Después de un breve silencio, Riordan dijo:

– No lo creo.

Zuoz era un pueblecito precioso acurrucado en la ladera de una montaña. Las estrechas calles estaban flanqueadas por casas señoriales del siglo xvi de color crema, ocre o gris con grandes y bellísimas puertas de madera. Las aceras estaban repletas de personas excepcionalmente bien vestidas que iban de un lado a otro bajo una débil lluvia.

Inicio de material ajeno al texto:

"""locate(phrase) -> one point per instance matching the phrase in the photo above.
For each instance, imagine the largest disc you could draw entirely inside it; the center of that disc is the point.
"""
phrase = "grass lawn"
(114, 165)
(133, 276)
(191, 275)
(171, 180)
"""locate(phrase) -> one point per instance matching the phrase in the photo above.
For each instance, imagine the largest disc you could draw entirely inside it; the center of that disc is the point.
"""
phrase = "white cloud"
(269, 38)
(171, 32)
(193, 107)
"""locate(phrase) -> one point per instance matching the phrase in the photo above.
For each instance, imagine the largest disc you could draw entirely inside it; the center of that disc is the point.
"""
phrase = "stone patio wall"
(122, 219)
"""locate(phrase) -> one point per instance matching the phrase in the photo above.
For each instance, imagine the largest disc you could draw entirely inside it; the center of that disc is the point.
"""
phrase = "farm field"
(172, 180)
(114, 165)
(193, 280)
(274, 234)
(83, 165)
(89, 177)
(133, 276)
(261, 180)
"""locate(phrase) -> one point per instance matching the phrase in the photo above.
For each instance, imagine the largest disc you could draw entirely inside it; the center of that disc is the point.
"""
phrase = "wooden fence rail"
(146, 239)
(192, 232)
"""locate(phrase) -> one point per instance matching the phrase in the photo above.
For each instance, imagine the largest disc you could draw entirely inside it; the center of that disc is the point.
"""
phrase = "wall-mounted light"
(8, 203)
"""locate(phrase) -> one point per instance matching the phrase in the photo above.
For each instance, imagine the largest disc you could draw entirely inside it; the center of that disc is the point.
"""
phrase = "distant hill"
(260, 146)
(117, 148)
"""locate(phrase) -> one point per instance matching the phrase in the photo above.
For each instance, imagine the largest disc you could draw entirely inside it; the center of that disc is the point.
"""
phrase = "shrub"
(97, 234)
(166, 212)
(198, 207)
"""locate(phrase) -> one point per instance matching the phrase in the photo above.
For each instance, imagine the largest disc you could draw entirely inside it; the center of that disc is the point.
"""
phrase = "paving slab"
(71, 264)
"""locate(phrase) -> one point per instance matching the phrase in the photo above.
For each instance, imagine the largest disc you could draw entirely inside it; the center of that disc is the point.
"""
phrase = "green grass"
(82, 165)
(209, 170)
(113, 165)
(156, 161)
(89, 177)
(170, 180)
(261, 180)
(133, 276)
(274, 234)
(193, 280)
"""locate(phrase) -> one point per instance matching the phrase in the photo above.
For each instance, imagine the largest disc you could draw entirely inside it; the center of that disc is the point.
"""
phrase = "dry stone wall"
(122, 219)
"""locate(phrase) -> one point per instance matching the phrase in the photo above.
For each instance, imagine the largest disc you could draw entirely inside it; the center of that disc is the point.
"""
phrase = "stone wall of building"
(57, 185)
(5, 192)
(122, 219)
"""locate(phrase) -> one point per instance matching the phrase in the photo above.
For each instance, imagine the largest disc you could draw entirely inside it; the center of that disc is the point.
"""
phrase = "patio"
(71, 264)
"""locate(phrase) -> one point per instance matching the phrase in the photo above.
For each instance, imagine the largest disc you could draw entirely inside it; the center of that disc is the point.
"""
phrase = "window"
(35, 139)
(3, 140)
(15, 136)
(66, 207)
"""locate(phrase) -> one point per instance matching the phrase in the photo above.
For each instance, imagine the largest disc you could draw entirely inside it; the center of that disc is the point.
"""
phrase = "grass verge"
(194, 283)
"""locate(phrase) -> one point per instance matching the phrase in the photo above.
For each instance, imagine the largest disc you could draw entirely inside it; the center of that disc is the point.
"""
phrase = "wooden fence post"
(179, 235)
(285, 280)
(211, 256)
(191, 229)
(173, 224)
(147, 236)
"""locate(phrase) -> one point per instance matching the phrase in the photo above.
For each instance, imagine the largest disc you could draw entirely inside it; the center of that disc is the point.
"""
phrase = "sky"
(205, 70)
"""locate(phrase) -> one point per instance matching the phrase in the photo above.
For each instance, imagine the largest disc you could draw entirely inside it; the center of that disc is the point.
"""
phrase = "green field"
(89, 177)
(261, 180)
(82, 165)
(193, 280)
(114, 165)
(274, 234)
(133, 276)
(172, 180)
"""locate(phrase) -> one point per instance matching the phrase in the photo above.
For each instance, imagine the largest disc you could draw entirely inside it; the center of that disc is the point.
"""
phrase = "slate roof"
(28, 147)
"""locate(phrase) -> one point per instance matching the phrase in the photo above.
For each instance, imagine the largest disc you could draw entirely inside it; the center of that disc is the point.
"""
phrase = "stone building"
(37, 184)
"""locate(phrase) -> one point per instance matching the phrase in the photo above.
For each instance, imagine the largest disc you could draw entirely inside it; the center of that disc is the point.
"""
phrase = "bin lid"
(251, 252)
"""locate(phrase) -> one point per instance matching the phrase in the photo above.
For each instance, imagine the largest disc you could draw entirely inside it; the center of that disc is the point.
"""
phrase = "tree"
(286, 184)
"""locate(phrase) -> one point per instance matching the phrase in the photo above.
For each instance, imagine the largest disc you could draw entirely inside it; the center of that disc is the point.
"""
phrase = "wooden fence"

Incluso con un mapa, Lassiter tardó bastante en encontrar la dirección que buscaba, que, al final, resultó estar tan sólo a diez minutos andando del centro del pueblo. Pero, a pesar del mapa, y del reducido tamaño del pueblo, se perdió y tuvo que preguntar el camino dos veces, luchando con su alemán.

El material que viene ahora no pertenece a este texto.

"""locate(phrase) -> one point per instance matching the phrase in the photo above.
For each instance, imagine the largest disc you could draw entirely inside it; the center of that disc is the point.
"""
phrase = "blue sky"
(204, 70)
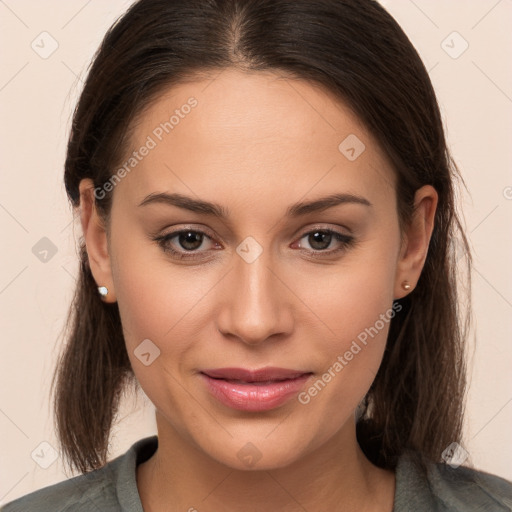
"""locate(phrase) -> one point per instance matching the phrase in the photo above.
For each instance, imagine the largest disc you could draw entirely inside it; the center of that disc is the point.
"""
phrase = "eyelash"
(346, 242)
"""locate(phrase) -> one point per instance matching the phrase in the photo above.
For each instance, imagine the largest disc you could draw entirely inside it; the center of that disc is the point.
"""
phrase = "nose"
(256, 303)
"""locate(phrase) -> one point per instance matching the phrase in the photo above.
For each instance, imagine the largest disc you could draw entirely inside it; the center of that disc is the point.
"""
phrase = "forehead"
(261, 132)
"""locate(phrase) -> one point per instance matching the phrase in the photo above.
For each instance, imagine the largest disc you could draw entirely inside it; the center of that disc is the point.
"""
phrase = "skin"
(256, 144)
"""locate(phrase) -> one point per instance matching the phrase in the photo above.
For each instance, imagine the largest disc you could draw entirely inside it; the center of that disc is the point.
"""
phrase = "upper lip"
(259, 375)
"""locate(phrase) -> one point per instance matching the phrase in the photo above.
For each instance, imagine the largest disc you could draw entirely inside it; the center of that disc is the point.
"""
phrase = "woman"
(267, 202)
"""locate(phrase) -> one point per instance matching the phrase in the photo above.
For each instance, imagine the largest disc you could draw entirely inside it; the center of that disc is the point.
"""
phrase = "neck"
(336, 476)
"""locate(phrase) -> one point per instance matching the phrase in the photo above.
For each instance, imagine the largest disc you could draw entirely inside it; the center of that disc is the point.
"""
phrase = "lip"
(254, 390)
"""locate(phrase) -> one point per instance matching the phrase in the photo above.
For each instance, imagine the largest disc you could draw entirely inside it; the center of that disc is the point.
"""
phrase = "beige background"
(36, 100)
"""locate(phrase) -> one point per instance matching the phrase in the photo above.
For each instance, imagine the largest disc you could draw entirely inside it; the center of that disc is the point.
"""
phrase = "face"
(272, 283)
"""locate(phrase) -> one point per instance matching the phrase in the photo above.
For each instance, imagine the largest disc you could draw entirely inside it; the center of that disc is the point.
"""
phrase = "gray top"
(113, 488)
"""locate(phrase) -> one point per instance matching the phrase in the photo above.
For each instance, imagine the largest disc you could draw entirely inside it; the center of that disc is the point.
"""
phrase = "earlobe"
(414, 250)
(95, 237)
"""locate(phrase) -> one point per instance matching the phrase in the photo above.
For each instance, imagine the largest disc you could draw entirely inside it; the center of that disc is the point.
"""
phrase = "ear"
(95, 236)
(413, 252)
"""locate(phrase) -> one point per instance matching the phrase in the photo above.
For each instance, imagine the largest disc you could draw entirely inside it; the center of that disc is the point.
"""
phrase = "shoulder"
(77, 494)
(108, 489)
(441, 487)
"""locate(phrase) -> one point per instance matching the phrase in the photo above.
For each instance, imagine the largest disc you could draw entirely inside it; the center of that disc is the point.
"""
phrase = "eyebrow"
(217, 210)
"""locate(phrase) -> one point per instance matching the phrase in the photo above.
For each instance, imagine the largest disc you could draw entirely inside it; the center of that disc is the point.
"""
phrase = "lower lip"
(254, 397)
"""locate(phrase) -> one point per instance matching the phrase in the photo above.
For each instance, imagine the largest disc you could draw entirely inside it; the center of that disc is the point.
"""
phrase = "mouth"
(254, 390)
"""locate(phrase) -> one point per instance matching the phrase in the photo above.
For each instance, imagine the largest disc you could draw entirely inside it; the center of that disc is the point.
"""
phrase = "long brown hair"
(352, 48)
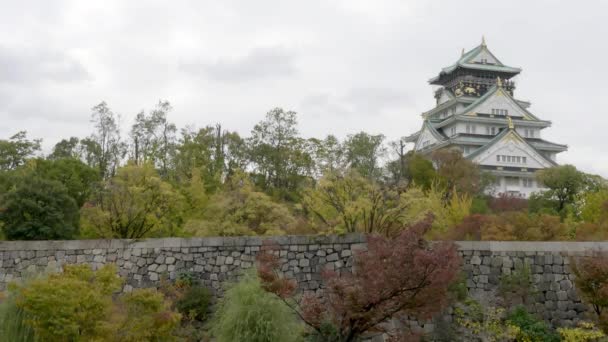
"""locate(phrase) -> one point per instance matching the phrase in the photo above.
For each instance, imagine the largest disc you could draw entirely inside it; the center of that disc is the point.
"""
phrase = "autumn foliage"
(399, 276)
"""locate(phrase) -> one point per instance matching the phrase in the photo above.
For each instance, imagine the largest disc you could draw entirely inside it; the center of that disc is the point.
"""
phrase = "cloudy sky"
(344, 66)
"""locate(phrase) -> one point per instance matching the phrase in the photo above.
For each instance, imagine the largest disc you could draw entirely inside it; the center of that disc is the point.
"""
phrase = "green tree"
(154, 138)
(215, 153)
(248, 313)
(70, 306)
(420, 171)
(456, 173)
(352, 203)
(134, 204)
(106, 143)
(240, 210)
(78, 178)
(279, 155)
(15, 151)
(595, 207)
(563, 184)
(364, 152)
(38, 209)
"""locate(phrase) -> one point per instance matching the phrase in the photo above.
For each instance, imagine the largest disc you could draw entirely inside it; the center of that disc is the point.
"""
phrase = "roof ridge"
(500, 136)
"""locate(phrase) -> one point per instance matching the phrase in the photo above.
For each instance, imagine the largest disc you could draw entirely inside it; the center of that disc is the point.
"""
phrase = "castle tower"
(476, 111)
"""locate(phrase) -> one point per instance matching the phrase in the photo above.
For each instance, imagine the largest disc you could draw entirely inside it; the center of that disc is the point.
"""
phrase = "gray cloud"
(259, 63)
(343, 65)
(24, 66)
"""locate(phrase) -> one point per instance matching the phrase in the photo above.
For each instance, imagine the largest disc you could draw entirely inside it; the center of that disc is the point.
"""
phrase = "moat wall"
(219, 260)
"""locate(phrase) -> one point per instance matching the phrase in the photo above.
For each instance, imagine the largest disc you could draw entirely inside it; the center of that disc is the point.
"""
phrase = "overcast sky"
(344, 66)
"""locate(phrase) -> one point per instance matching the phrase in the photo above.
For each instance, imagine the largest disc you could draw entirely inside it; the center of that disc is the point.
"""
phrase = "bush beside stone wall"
(216, 261)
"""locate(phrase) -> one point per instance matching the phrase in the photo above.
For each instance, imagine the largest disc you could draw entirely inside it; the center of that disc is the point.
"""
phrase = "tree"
(135, 203)
(357, 302)
(591, 282)
(66, 149)
(153, 138)
(457, 173)
(70, 306)
(248, 313)
(78, 178)
(81, 305)
(328, 155)
(240, 210)
(595, 207)
(215, 153)
(278, 153)
(15, 150)
(352, 203)
(364, 152)
(38, 209)
(420, 171)
(564, 183)
(105, 144)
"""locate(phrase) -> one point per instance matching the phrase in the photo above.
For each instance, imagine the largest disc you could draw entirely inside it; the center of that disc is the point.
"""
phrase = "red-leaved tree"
(400, 276)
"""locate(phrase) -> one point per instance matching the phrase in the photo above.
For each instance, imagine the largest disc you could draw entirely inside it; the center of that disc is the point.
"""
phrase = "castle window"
(511, 159)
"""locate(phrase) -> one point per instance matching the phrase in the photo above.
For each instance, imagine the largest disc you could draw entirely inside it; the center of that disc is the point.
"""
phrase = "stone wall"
(212, 260)
(217, 260)
(553, 295)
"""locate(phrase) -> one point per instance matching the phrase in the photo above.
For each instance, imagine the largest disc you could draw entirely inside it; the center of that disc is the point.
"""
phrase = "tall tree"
(154, 138)
(109, 146)
(329, 155)
(214, 152)
(15, 150)
(134, 204)
(364, 153)
(78, 178)
(457, 173)
(38, 209)
(278, 153)
(66, 148)
(564, 183)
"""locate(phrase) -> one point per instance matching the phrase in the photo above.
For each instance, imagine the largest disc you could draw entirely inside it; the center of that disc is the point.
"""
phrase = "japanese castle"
(476, 111)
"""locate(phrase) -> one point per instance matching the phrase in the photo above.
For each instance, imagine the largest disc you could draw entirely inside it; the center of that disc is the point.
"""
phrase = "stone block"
(475, 260)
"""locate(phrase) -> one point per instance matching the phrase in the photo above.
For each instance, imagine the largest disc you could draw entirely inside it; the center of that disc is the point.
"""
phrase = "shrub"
(478, 322)
(13, 325)
(142, 315)
(69, 306)
(79, 305)
(39, 209)
(194, 303)
(248, 313)
(584, 332)
(530, 328)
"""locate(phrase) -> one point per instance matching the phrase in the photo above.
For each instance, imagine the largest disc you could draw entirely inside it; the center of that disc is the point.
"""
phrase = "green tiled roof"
(465, 61)
(498, 137)
(491, 92)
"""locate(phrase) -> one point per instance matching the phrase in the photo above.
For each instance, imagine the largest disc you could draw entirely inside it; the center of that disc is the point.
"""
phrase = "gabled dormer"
(475, 72)
(497, 102)
(428, 136)
(510, 150)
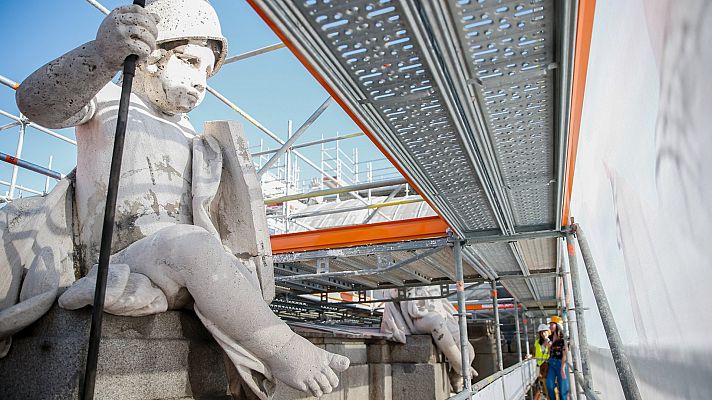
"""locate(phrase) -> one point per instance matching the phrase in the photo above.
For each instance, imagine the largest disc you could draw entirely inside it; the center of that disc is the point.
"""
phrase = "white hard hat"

– Ist das der richtig Weg zu Ramistrasse?

– Ja.

Pasó por una placita con una fuente austera y perfectamente cuadrada. ¡Era tan distinta de las fuentes de Roma! El único ornamento lo constituía una estatua de un oso de pie con una de las patas cortadas: el emblema de alguna ancestral familia suiza.

Por fin, encontró la casa. Era un chalet de tres pisos con una placa de bronce al lado de una puerta de madera que sin duda tenía más años que todo Estados Unidos. La placa decía:

Gunther Egloff, Direktor

Salve Cáelo

Services des Catholiques Nord

Gemeinde Pius VI

Lassiter llamó a la puerta y esperó. Al cabo de bastante tiempo, oyó una voz por un micrófono escondido junto a la placa.